Quel plaisir de retrouver Vincent Almendros ! Qui plus est, avec un roman aussi enthousiasmant que le précédent. Je l’avais découvert avec  » Un été « , un huis clos hypnotique qui laissait présager le meilleur. Le jeune quadragénaire est de retour avec « Faire mouche », tout aussi jubilatoire.

L’histoire ? C’est celle de Laurent Malèvre, le narrateur. On ne sait pas grand-chose de lui. Sauf qu’il revient là où il a grandi, à l’occasion du mariage de sa cousine, Lucie ( vétérinaire) qui va épouser Pierre, le garagiste. Il n’est pas là de gaieté de coeur. A Saint-Fourneau, c’est la campagne.
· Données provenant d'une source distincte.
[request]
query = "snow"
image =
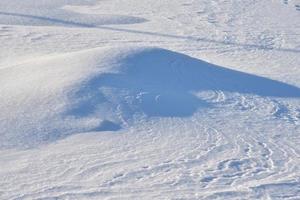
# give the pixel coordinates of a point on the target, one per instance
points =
(152, 100)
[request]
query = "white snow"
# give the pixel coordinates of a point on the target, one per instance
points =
(149, 99)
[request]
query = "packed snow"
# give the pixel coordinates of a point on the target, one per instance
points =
(183, 99)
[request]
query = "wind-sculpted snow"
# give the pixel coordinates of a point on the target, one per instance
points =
(113, 99)
(101, 90)
(41, 13)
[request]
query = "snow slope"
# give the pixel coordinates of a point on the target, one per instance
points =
(152, 100)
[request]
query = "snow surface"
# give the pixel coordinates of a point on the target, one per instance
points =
(149, 99)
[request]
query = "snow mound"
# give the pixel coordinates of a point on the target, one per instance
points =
(106, 89)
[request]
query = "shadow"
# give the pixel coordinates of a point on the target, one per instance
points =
(141, 82)
(162, 83)
(71, 20)
(95, 22)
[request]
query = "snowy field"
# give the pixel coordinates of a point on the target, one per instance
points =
(144, 99)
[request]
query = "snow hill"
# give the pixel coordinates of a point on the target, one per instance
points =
(149, 99)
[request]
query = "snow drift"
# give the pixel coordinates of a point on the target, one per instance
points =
(105, 89)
Reculée. Un peu arriérée aussi.

Cet événement l’oblige à voir sa mère, qui vit depuis longtemps déjà avec  Roland, le frère (également veuf) de son défunt mari.  Une mère qui lui aurait fait boire de la Javel quand il était enfant. Une mère qui garde ses secrets tandis qu’elle prépare une langue de boeuf.

Au sein de la famille, les liens sont distendus. Etranges.

Laurent aussi en a des secrets. Dont un. Terrible. Le lecteur le devine en filigrane au fil du roman. Avant de le voir exploser à la fin.

En attendant, pour ne pas perdre la face, pour ne surtout pas susciter de questions, il a demandé à Claire de se faire passer pour Constance enceinte, avec qui il vit. Enfin c’est ce qu’ils croient tous.

 

 

Durant quelques jours, ils jouent le jeu. Mais à quel prix ?Entre mensonges et silences, la famille voudrait tenir son rang. Mais l’atmosphère devient oppressante, irrespirable.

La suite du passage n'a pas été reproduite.